= Trimulcast =

Three radio and/or television stations that play the same feed

In broadcasting, a trimulcast is a cluster of three radio and/or television stations and/or translators that play the same feed. Normally this is done in order to have full coverage of a certain area. Some stations use this technique to provide rimshot coverage into a major market by broadcasting on the outskirts from three different locations, or combine multiple low power television stations in an attempt to provide the equivalent coverage of one full-power station.

== Examples==
- WGVX/WLUP/WWWM in Minneapolis, Minnesota make up Soft AC station Love 105 FM.

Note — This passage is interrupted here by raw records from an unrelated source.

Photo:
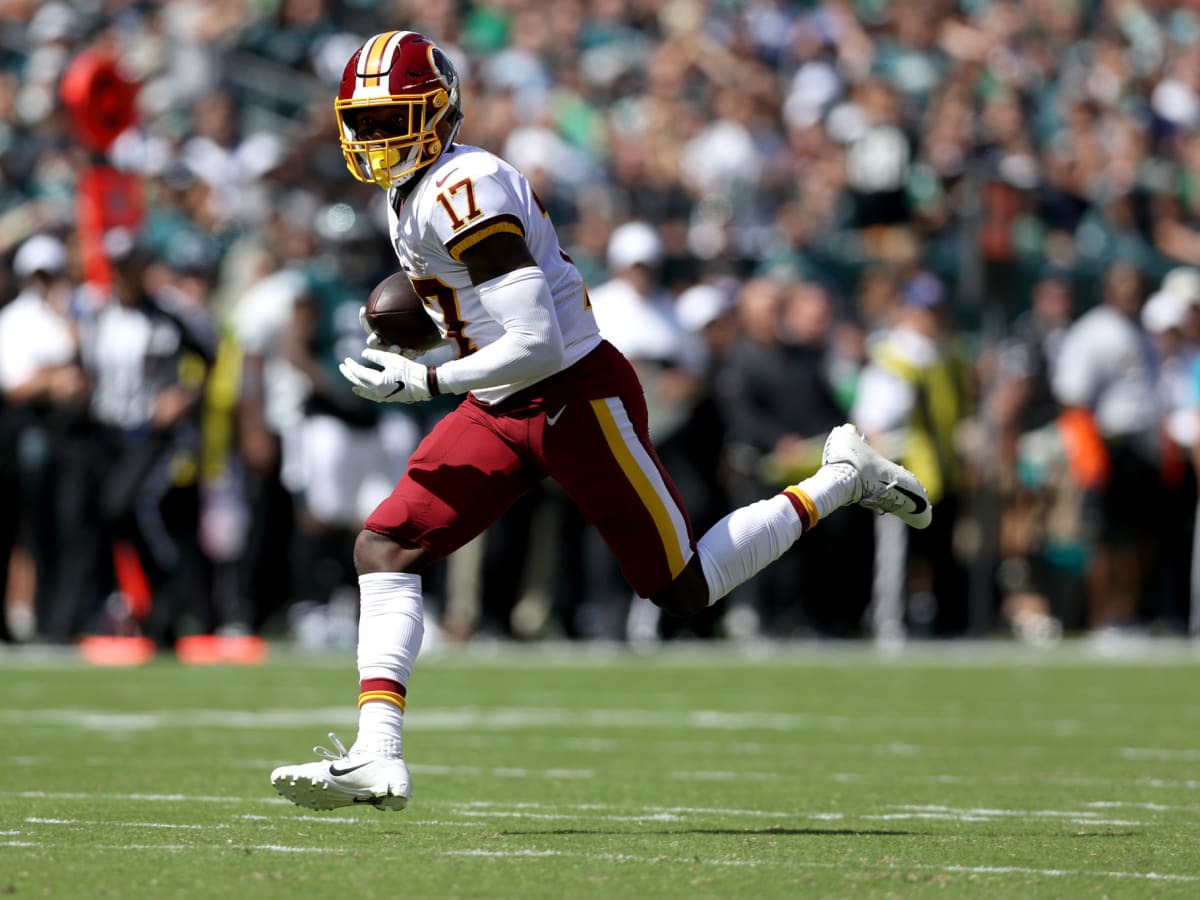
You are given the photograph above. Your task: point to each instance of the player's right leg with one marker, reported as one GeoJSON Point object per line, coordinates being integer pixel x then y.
{"type": "Point", "coordinates": [460, 479]}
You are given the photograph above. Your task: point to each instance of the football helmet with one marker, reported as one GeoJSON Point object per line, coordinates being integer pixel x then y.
{"type": "Point", "coordinates": [413, 87]}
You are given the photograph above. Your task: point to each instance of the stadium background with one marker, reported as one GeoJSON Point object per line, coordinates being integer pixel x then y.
{"type": "Point", "coordinates": [802, 162]}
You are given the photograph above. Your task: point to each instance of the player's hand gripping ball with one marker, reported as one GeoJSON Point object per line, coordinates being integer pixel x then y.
{"type": "Point", "coordinates": [396, 315]}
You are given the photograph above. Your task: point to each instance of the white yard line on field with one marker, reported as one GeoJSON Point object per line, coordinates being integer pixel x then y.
{"type": "Point", "coordinates": [808, 864]}
{"type": "Point", "coordinates": [36, 820]}
{"type": "Point", "coordinates": [1159, 754]}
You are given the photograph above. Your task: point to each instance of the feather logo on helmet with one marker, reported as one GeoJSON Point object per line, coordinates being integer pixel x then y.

- KRXV, KHWY, and KHYZ cover the Mojave Desert from Barstow to Laughlin and Las Vegas, Nevada; they target listeners travelling to the two cities on Interstate 15 and Interstate 40 from Southern California, with their advertising focusing on businesses, resorts, and events in Southern Nevada. KHYZ later broke away from the trimulcast and switched to a separate dance radio format.

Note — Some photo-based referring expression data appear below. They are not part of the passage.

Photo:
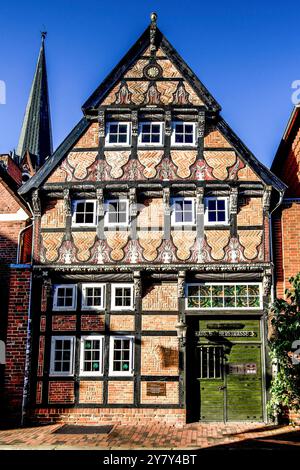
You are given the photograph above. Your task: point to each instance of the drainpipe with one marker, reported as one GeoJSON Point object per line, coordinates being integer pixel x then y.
{"type": "Point", "coordinates": [274, 364]}
{"type": "Point", "coordinates": [19, 241]}
{"type": "Point", "coordinates": [28, 335]}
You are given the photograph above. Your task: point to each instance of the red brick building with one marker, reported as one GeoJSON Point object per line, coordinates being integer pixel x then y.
{"type": "Point", "coordinates": [286, 219]}
{"type": "Point", "coordinates": [15, 275]}
{"type": "Point", "coordinates": [34, 146]}
{"type": "Point", "coordinates": [151, 220]}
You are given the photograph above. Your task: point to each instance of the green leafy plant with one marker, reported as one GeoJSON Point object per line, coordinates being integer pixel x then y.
{"type": "Point", "coordinates": [285, 325]}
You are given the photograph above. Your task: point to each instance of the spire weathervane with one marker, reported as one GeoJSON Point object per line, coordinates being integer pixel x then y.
{"type": "Point", "coordinates": [153, 17]}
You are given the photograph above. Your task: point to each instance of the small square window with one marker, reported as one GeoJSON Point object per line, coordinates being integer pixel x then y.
{"type": "Point", "coordinates": [121, 355]}
{"type": "Point", "coordinates": [122, 296]}
{"type": "Point", "coordinates": [92, 296]}
{"type": "Point", "coordinates": [62, 355]}
{"type": "Point", "coordinates": [84, 213]}
{"type": "Point", "coordinates": [216, 211]}
{"type": "Point", "coordinates": [117, 133]}
{"type": "Point", "coordinates": [150, 133]}
{"type": "Point", "coordinates": [183, 211]}
{"type": "Point", "coordinates": [91, 355]}
{"type": "Point", "coordinates": [64, 297]}
{"type": "Point", "coordinates": [183, 133]}
{"type": "Point", "coordinates": [116, 212]}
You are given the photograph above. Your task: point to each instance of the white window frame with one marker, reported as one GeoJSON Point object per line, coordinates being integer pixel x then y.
{"type": "Point", "coordinates": [74, 207]}
{"type": "Point", "coordinates": [118, 144]}
{"type": "Point", "coordinates": [224, 284]}
{"type": "Point", "coordinates": [84, 286]}
{"type": "Point", "coordinates": [173, 212]}
{"type": "Point", "coordinates": [91, 373]}
{"type": "Point", "coordinates": [57, 308]}
{"type": "Point", "coordinates": [54, 373]}
{"type": "Point", "coordinates": [214, 198]}
{"type": "Point", "coordinates": [111, 356]}
{"type": "Point", "coordinates": [183, 144]}
{"type": "Point", "coordinates": [113, 298]}
{"type": "Point", "coordinates": [106, 216]}
{"type": "Point", "coordinates": [151, 144]}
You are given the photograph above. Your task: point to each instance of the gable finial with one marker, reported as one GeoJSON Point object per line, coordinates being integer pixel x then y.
{"type": "Point", "coordinates": [153, 17]}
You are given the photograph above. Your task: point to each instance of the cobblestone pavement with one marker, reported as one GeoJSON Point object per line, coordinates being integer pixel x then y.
{"type": "Point", "coordinates": [152, 436]}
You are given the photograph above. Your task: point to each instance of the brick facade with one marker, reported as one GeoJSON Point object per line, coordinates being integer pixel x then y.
{"type": "Point", "coordinates": [150, 253]}
{"type": "Point", "coordinates": [16, 338]}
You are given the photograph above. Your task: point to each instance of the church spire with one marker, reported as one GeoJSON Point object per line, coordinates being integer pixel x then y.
{"type": "Point", "coordinates": [36, 136]}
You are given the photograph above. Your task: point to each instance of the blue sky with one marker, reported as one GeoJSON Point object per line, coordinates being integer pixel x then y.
{"type": "Point", "coordinates": [246, 53]}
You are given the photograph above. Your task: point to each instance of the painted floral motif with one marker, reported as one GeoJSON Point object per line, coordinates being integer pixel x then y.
{"type": "Point", "coordinates": [50, 245]}
{"type": "Point", "coordinates": [183, 240]}
{"type": "Point", "coordinates": [150, 159]}
{"type": "Point", "coordinates": [183, 160]}
{"type": "Point", "coordinates": [217, 241]}
{"type": "Point", "coordinates": [220, 162]}
{"type": "Point", "coordinates": [123, 95]}
{"type": "Point", "coordinates": [250, 240]}
{"type": "Point", "coordinates": [150, 242]}
{"type": "Point", "coordinates": [181, 96]}
{"type": "Point", "coordinates": [117, 241]}
{"type": "Point", "coordinates": [116, 161]}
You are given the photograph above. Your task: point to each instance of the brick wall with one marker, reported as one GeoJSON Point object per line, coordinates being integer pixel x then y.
{"type": "Point", "coordinates": [129, 416]}
{"type": "Point", "coordinates": [53, 214]}
{"type": "Point", "coordinates": [64, 322]}
{"type": "Point", "coordinates": [159, 355]}
{"type": "Point", "coordinates": [9, 232]}
{"type": "Point", "coordinates": [286, 234]}
{"type": "Point", "coordinates": [160, 297]}
{"type": "Point", "coordinates": [18, 304]}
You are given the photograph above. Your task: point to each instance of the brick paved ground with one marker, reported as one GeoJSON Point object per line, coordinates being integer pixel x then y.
{"type": "Point", "coordinates": [152, 436]}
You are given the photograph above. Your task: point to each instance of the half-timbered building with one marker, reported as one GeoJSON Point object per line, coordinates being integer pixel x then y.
{"type": "Point", "coordinates": [151, 251]}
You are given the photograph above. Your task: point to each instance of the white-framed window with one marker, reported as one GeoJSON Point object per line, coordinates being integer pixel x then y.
{"type": "Point", "coordinates": [93, 296]}
{"type": "Point", "coordinates": [117, 133]}
{"type": "Point", "coordinates": [91, 355]}
{"type": "Point", "coordinates": [229, 296]}
{"type": "Point", "coordinates": [84, 212]}
{"type": "Point", "coordinates": [122, 296]}
{"type": "Point", "coordinates": [150, 133]}
{"type": "Point", "coordinates": [116, 212]}
{"type": "Point", "coordinates": [62, 355]}
{"type": "Point", "coordinates": [64, 297]}
{"type": "Point", "coordinates": [121, 355]}
{"type": "Point", "coordinates": [183, 211]}
{"type": "Point", "coordinates": [216, 210]}
{"type": "Point", "coordinates": [183, 133]}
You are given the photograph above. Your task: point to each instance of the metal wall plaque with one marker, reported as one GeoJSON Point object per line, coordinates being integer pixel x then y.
{"type": "Point", "coordinates": [156, 389]}
{"type": "Point", "coordinates": [236, 333]}
{"type": "Point", "coordinates": [242, 369]}
{"type": "Point", "coordinates": [223, 326]}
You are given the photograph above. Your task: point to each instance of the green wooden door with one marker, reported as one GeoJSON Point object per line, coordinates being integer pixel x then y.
{"type": "Point", "coordinates": [230, 376]}
{"type": "Point", "coordinates": [212, 382]}
{"type": "Point", "coordinates": [244, 383]}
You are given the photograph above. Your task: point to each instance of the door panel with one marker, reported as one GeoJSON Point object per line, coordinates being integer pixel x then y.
{"type": "Point", "coordinates": [211, 381]}
{"type": "Point", "coordinates": [235, 393]}
{"type": "Point", "coordinates": [244, 387]}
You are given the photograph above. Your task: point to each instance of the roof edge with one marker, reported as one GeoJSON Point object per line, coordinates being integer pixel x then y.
{"type": "Point", "coordinates": [38, 179]}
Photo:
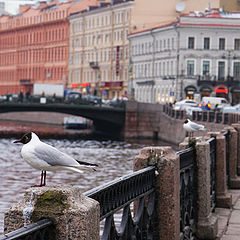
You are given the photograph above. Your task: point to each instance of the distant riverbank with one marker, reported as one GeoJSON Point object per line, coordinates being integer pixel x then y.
{"type": "Point", "coordinates": [13, 129]}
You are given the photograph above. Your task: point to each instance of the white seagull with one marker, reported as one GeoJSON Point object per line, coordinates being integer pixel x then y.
{"type": "Point", "coordinates": [44, 157]}
{"type": "Point", "coordinates": [191, 127]}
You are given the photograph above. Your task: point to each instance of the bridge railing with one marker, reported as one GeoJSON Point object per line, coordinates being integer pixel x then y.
{"type": "Point", "coordinates": [138, 187]}
{"type": "Point", "coordinates": [173, 192]}
{"type": "Point", "coordinates": [204, 116]}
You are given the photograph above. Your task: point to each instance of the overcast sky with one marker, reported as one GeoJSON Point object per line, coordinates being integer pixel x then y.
{"type": "Point", "coordinates": [11, 6]}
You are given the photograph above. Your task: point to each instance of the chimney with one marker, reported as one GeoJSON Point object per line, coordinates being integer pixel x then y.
{"type": "Point", "coordinates": [24, 8]}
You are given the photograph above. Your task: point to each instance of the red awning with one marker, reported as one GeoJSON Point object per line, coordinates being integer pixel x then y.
{"type": "Point", "coordinates": [85, 84]}
{"type": "Point", "coordinates": [75, 85]}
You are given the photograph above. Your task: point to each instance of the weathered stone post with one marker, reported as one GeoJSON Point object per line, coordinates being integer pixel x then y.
{"type": "Point", "coordinates": [237, 127]}
{"type": "Point", "coordinates": [233, 157]}
{"type": "Point", "coordinates": [207, 225]}
{"type": "Point", "coordinates": [74, 216]}
{"type": "Point", "coordinates": [223, 198]}
{"type": "Point", "coordinates": [167, 187]}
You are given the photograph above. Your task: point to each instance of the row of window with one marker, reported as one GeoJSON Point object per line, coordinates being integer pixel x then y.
{"type": "Point", "coordinates": [34, 56]}
{"type": "Point", "coordinates": [28, 38]}
{"type": "Point", "coordinates": [161, 69]}
{"type": "Point", "coordinates": [167, 68]}
{"type": "Point", "coordinates": [103, 75]}
{"type": "Point", "coordinates": [95, 39]}
{"type": "Point", "coordinates": [99, 55]}
{"type": "Point", "coordinates": [38, 73]}
{"type": "Point", "coordinates": [169, 44]}
{"type": "Point", "coordinates": [100, 21]}
{"type": "Point", "coordinates": [158, 94]}
{"type": "Point", "coordinates": [206, 43]}
{"type": "Point", "coordinates": [24, 21]}
{"type": "Point", "coordinates": [206, 69]}
{"type": "Point", "coordinates": [148, 47]}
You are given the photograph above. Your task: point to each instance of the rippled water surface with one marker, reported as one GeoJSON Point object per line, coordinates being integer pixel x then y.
{"type": "Point", "coordinates": [16, 176]}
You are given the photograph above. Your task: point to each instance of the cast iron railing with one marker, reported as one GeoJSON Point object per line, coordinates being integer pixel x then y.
{"type": "Point", "coordinates": [226, 134]}
{"type": "Point", "coordinates": [36, 231]}
{"type": "Point", "coordinates": [188, 194]}
{"type": "Point", "coordinates": [119, 194]}
{"type": "Point", "coordinates": [212, 142]}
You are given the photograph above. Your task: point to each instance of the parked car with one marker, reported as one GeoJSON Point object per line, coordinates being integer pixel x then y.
{"type": "Point", "coordinates": [182, 105]}
{"type": "Point", "coordinates": [204, 106]}
{"type": "Point", "coordinates": [231, 109]}
{"type": "Point", "coordinates": [73, 98]}
{"type": "Point", "coordinates": [213, 101]}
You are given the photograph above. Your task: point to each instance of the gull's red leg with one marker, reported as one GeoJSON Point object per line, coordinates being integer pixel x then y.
{"type": "Point", "coordinates": [44, 178]}
{"type": "Point", "coordinates": [41, 179]}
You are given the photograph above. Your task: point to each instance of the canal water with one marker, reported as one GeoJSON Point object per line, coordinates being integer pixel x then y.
{"type": "Point", "coordinates": [114, 157]}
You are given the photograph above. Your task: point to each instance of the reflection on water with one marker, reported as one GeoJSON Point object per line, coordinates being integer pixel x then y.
{"type": "Point", "coordinates": [115, 159]}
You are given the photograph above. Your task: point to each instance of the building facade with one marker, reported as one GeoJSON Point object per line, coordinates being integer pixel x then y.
{"type": "Point", "coordinates": [147, 14]}
{"type": "Point", "coordinates": [99, 49]}
{"type": "Point", "coordinates": [34, 47]}
{"type": "Point", "coordinates": [196, 56]}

- KBPI/KBPL/K300CP cover the Colorado Interstate 25 corridor on 107.9 FM; in 2024, KBPL broke away from the trimulcast and introduced local hosts and a separate playlist, although it still uses the KBPI branding and shares some of its hosts with its parent station.

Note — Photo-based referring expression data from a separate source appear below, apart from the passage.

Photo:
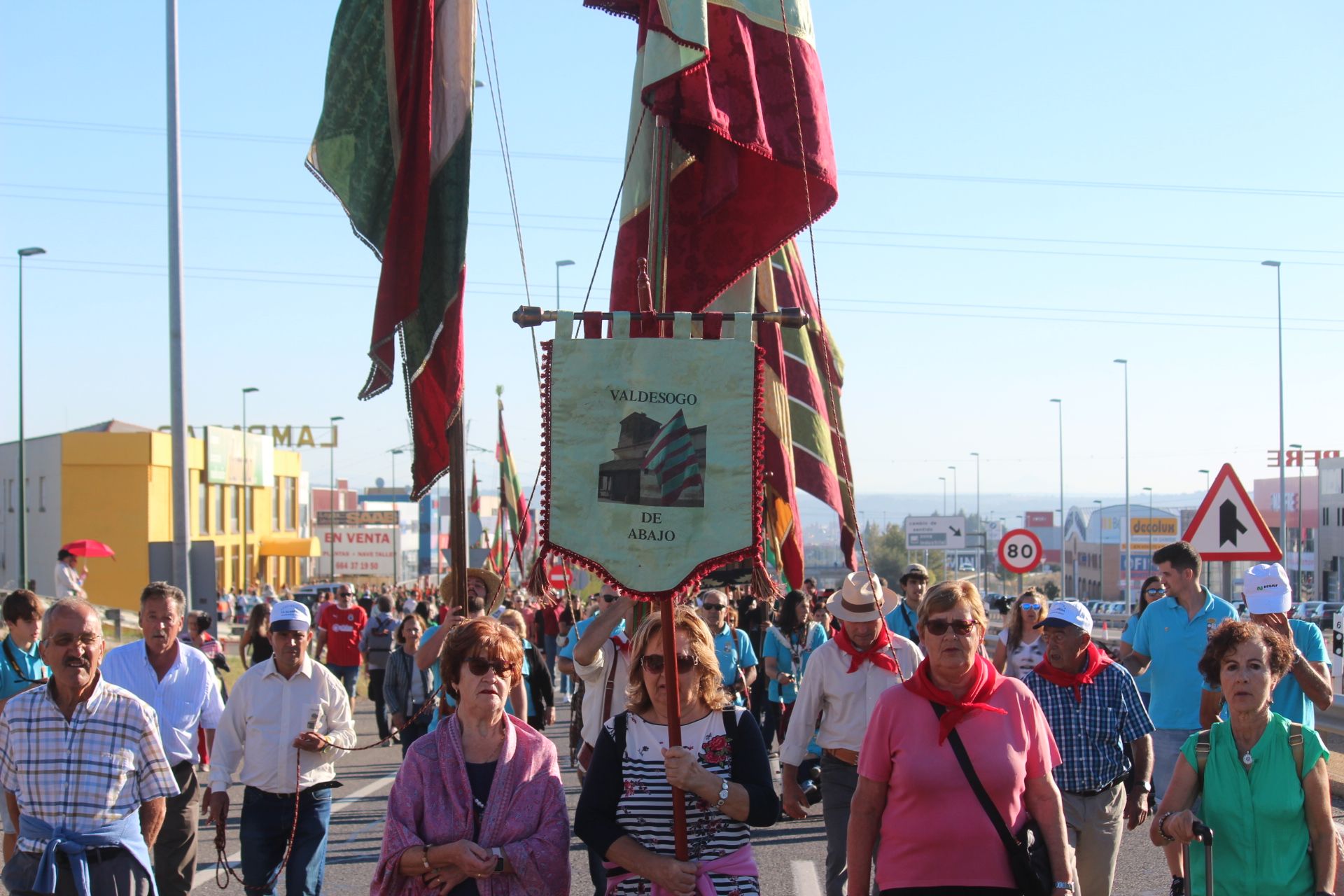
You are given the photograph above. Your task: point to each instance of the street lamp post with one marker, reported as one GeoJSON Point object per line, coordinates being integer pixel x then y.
{"type": "Point", "coordinates": [394, 453]}
{"type": "Point", "coordinates": [1101, 556]}
{"type": "Point", "coordinates": [1282, 517]}
{"type": "Point", "coordinates": [1129, 558]}
{"type": "Point", "coordinates": [248, 511]}
{"type": "Point", "coordinates": [980, 524]}
{"type": "Point", "coordinates": [23, 451]}
{"type": "Point", "coordinates": [1301, 531]}
{"type": "Point", "coordinates": [558, 266]}
{"type": "Point", "coordinates": [331, 498]}
{"type": "Point", "coordinates": [1060, 403]}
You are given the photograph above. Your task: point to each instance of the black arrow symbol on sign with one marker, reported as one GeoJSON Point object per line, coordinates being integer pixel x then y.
{"type": "Point", "coordinates": [1228, 527]}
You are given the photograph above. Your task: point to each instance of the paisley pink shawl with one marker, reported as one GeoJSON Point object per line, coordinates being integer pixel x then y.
{"type": "Point", "coordinates": [524, 816]}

- In 1996, WCFT-TV/WJSU-TV formed a television trimulcast in the Anniston/Birmingham/Tuscaloosa, Alabama area to replace WBRC as the market's ABC affiliate when it switched to Fox. Allbritton Communications had acquired the full-powered WCFT in Tuscaloosa and entered into a local marketing agreement with WJSU in Aniston to serve as a simulcast covering the region. at the time Nielsen regarded all three cities as separate media markets—meaning that they were both considered out-of-market stations in Birmingham, and thus ineligible to be counted in local ratings. As a workaround, WBMA-LP was added to the arrangement to form the trimulcast, and classified as the originating station for WCFT and WJSU; the stations' on-air branding suggested otherwise, using WCFT and WJSU's channel numbers as "ABC 33/40".